NLST-637: Improve Lung Cancer Prediction by Training Multi-task Self-supervised Pre-training on … - Approved Projects

Studies on CDAS

Additional Studies...

More Information

Principal Investigator

Name

Yi Chen

Degrees

M.D

Institution

ASUS AICS

Position Title

Machine Learning Engineer

yi1_chen@asus.com

About this CDAS Project

Study

NLST (Learn more about this study)

Project ID

NLST-637

Initial CDAS Request Approval

Feb 19, 2020

Title

Improve Lung Cancer Prediction by Training Multi-task Self-supervised Pre-training on Large Unlabeled Data

Summary

Supervised Image classification algorithm by deep learning got a huge success in the natural image dataset, such as ImageNet.

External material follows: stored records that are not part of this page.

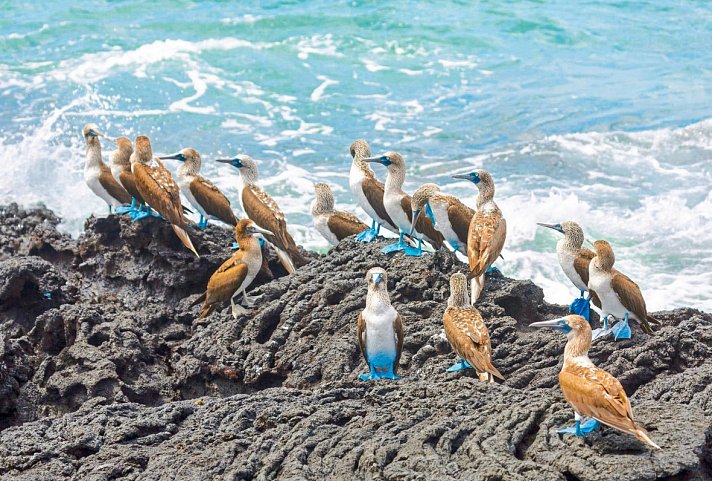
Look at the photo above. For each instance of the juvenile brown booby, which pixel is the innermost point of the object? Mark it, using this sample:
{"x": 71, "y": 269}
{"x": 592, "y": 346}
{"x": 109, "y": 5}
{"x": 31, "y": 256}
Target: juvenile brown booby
{"x": 121, "y": 170}
{"x": 262, "y": 209}
{"x": 368, "y": 192}
{"x": 236, "y": 274}
{"x": 591, "y": 391}
{"x": 379, "y": 329}
{"x": 449, "y": 216}
{"x": 96, "y": 173}
{"x": 620, "y": 297}
{"x": 467, "y": 332}
{"x": 200, "y": 192}
{"x": 487, "y": 231}
{"x": 159, "y": 190}
{"x": 334, "y": 225}
{"x": 397, "y": 204}
{"x": 574, "y": 260}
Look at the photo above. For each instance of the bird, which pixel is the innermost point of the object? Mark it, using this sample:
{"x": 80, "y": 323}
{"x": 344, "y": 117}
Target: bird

However, scarce annotation is a common problem in the medical image. Since medical image annotations need to come from doctors or radiologists, it is hard to increase annotations quickly. To deal with this difficulty, some researchers focus on training a self-supervised pre-training model by giving a surrogate label, which can be a scalar[1] or image[2]. Others try to improve model performance by multi-task learning, which feeds several image sources to model. It can be different tasks[3] or different modalities[4], like CT, MRI. We provide a new idea to train a self-supervised pre-training model by multi-task learning. We first design several surrogate labels for unlabeled images and then training the neural network with different "heads", which can be a decoder or fully connected layer connected to the encoder part, simultaneously. This architecture regularizes the encoder part to learn prior information in the medical image by satisfying different pre-defined surrogate classifiers or decoders. After that, we can finetune this pre-training encoder or the whole model to get better performance and faster convergence in lung cancer prediction. Therefore, we need a huge amount of unlabeled data like NLST to train this self-supervised model.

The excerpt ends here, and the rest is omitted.